The distinctive properties of its medium or the atmospheric conditions of a site may themselves preserve a painting. The wax solvent binder of encaustic paintings (in which after application, the paint is fixed by heat [see below Mediums], for example) both retains the intensity and variation of the original colours and protects the surface from damp. And, while prehistoric rock paintings and buon’ frescoes are preserved by natural chemical action, the tempera pigments thought to be mixed only with water on many ancient Egyptian murals are protected by the very dry atmosphere and unvarying temperature of the tombs. It has, however, been customary to varnish oil paintings, both to protect the surface against damage by dirt and handling and to restore the tonality lost when some darker pigments dry out into a higher key. Unfortunately, varnish will darken and yellow over time into the sometimes disastrously imitated “Old Masters’ mellow patina.” Once appreciated, this amber-gravy film is now generally removed to reveal colours in their original intensity. Glass started to replace varnish toward the end of the 19th century, when artists wished to retain the fresh, luminous finish of pigments applied directly to a pure white ground. Air-conditioning and temperature-control systems of modern museums make both varnishing and glazing unnecessary, except for older and more fragile exhibits.

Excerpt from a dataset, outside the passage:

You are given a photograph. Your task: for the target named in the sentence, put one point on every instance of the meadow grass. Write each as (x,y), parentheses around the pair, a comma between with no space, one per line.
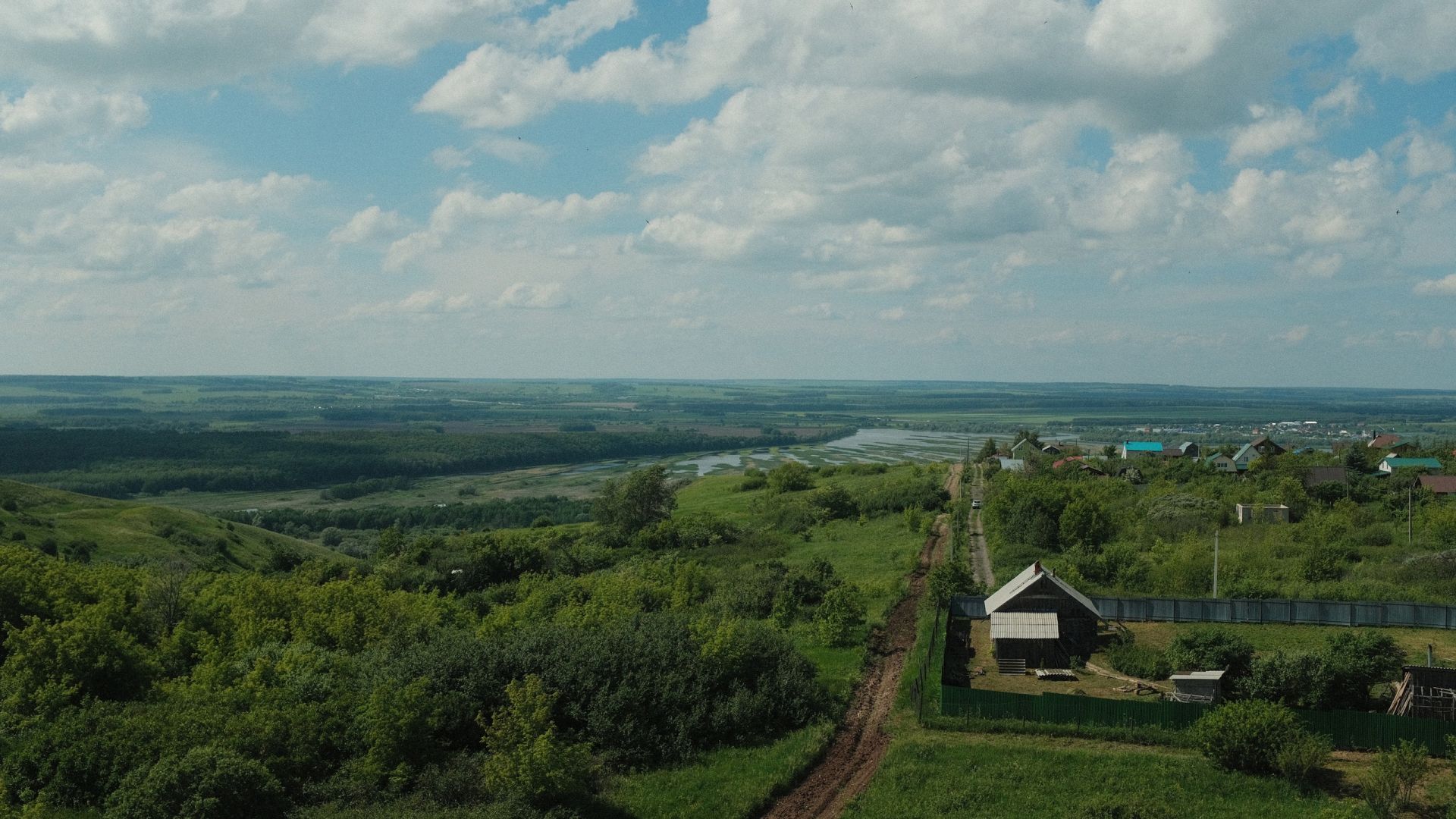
(721,784)
(946,774)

The frames supporting early altarpieces, icons, and cassone panels (painted panels on the chest used for a bride’s household linen) were often structural parts of the support. With the establishment of portable easel pictures, heavy frames not only provided some protection against being stolen and damage but were considered an aesthetic enhancement to a painting, and frame making became a specialized craft. Gilded gesso moldings (consisting of plaster of paris and sizing that forms the surface for low relief) in extravagant swags of fruit and flowers certainly appear almost an extension of the restless, exuberant design of a Baroque or Rococo painting. A sturdy frame also provided a proscenium (in a theatre, the area between the orchestra and the curtain) in which the picture was isolated from its immediate surroundings, thus adding to the window view an illusion intended by the artist. Deep, ornate frames are unsuitable for many modern paintings, where the artist’s intention is for his creation to appear to advance toward the spectator rather than be viewed by him as if through a wall aperture. In contemporary Minimalist paintings, no effects of spatial illusionism are wanted; and, in order to emphasize the physical shape of the support itself and to emphasise its flatness, these abstract, geometrical designs are often displayed without frames or are only edged with thin protective strips of wood or metal.